Contribution is welcome, encouraged, and appreciated. There are many ways to contribute, from improving the documentation, submitting bug reports and feature requests or writing code which can be incorporated into eve itself.
Here are some guidelines for contributing back to this project.
Table of Content:
First, please take a moment to review our Code of Conduct.
If you have a bug, please be so kind as to search for any open issue already covering your problem.
If you find one, comment on it, so we know more people are experiencing it.
If not, you can go ahead and create a bug report with as much detail as you can provide.
Please be so kind as to search for any open issue already covering your enhancement.
If you find one, comment on it, so we know more people are supporting it.
If not, you can go ahead and create a feature request.

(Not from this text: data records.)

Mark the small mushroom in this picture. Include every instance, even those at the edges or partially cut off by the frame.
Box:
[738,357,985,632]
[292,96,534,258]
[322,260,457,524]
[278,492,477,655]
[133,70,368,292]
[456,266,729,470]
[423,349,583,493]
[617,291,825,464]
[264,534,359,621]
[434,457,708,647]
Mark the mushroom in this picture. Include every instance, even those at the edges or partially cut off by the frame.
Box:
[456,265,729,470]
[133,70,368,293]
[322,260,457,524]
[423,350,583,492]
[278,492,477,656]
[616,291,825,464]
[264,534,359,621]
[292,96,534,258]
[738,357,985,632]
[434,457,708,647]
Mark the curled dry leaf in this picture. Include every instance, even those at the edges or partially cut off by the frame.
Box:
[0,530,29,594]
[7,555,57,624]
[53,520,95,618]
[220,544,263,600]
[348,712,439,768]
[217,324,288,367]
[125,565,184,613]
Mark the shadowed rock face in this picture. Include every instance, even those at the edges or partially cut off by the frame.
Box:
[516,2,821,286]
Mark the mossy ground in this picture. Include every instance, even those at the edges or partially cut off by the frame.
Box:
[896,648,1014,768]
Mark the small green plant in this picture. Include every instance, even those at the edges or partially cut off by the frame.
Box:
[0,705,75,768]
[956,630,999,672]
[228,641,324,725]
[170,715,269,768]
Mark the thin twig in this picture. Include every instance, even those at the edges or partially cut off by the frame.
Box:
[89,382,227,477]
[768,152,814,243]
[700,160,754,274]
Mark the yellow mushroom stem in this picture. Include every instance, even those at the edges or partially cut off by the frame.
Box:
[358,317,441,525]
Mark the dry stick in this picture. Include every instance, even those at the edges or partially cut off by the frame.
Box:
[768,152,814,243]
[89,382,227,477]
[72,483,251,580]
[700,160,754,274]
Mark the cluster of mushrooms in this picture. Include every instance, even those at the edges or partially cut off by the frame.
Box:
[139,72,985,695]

Or you can start a new discussion in the Ideas category of eve Discussions.
Working on your first Pull Request? You can learn how from this free series How to Contribute to an Open Source Project on GitHub. See also First Timers Only.
Search for any open or closed PR that relates to your submission.
If you don't find one:
- Fork https://github.com/cezelot/eve to your GitHub account.
- Clone the forked repository.
- Create a new git branch.
- Make your changes in the new branch.
- Commit your changes using a descriptive commit message that follows our commit message conventions.
- Push your branch to GitHub.
- Send a pull request to
eve:main
.
...
eve uses the Conventional Commits specification.
<type>[optional scope]: <description>
[BLANK LINE]
[optional body]
[BLANK LINE]
[optional footer(s)]
For consistency, please write in lowercase the first commit line, excluding proper names (GitHub, ...) and file names (README.md, ...).
Try to keep the first commit line short. It's harder to do using this commit style but try to be concise, and if you need more space, you can use the commit body. Try to make sure that the commit subject is clear and precise enough that we will know what changed by just looking at the commit logs.
The commit subject may contain formatted inline code by using backticks:
feat: add `--version` command-line option
That's it! Thank you for your contribution!